Check out this article on the Bendix Model J Four Place Helicopter:







This co-axial, counter-rotating type helicopter was proposed to the US Navy Bureau of Aeronautics in 1946, which elected to pass on the design. The image gallery reproduces the original proposal document and features numerous rare, high resolution photos of the Model J under construction. Also a featured are two photos of the single place Bendix Model K. Worth checking out if you are a fan of rare helicopter designs!

-Jared


----------



## vikingBerserker (Oct 19, 2011)

I always though that one looked pretty cool!


----------



## A4K (Oct 24, 2011)

The early version looks just like a stripped down Kolibri, no doubt strongly influenced by that design.


----------



## Capt. Vick (Oct 25, 2011)

"Due to poor sales and lack of capital, Bendix helicopter went out of business in September 1949. Its assets were auctioned off for $4,100 to Gyrodyne, lnc., which continued development of the Model J as the GCA Model 2." 

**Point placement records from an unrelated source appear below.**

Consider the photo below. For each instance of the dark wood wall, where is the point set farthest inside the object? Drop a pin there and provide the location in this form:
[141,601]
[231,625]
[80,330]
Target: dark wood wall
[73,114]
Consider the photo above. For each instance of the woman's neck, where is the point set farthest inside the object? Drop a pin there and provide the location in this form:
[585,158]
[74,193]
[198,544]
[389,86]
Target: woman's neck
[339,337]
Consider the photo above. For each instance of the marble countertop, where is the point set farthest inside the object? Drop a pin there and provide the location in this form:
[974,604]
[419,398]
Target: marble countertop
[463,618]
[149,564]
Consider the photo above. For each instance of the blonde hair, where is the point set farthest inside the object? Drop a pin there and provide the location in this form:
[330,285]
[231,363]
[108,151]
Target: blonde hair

From Bendix Model J Four Place Helicopter (1946) » RetroMechanix.com

"The Gyrodyne Company of America was established by Peter J. Papadakos in 1946. Gyrodyne acquired rights to the five-seat Helicopters Inc. (Bendix) Model J and developed this as the Gyrodyne GCA-2 (N74101). The GCA-2, an all-metal helicopter, had a coaxial twin rotor layout, with a five-seat cabin and a rounded fuselage with twin fins. It was subsequently modified to become the GCA-2A "Helidyne", with twin 100hp Continental auxiliary engines mounted externally on strutted outriggers to give additional forward speed. It flew in this form on 30 November 1949. A further GCA-2C (N6594K) was built but later abandoned."

From Gyrodyne GCA-2 helicopter - development history, photos, technical data

Gyrodyne Model 2C 

From Gyrodyne Model 2C - The Cradle of Aviation Museum

I remember long ago when, as a volunteer at the Cradle of Aviation Museum here on Long Island, New York, this odd-beast first arrived. I had never heard of it before, much less actually seen one, and couldn't even fathom how the flatbed of parts even went together! I thought surely that something must be missing! It was that weird! 

Anyway, it makes for a great exhibit. Check out the museum if you ever get a chance... It's really top-notch.


----------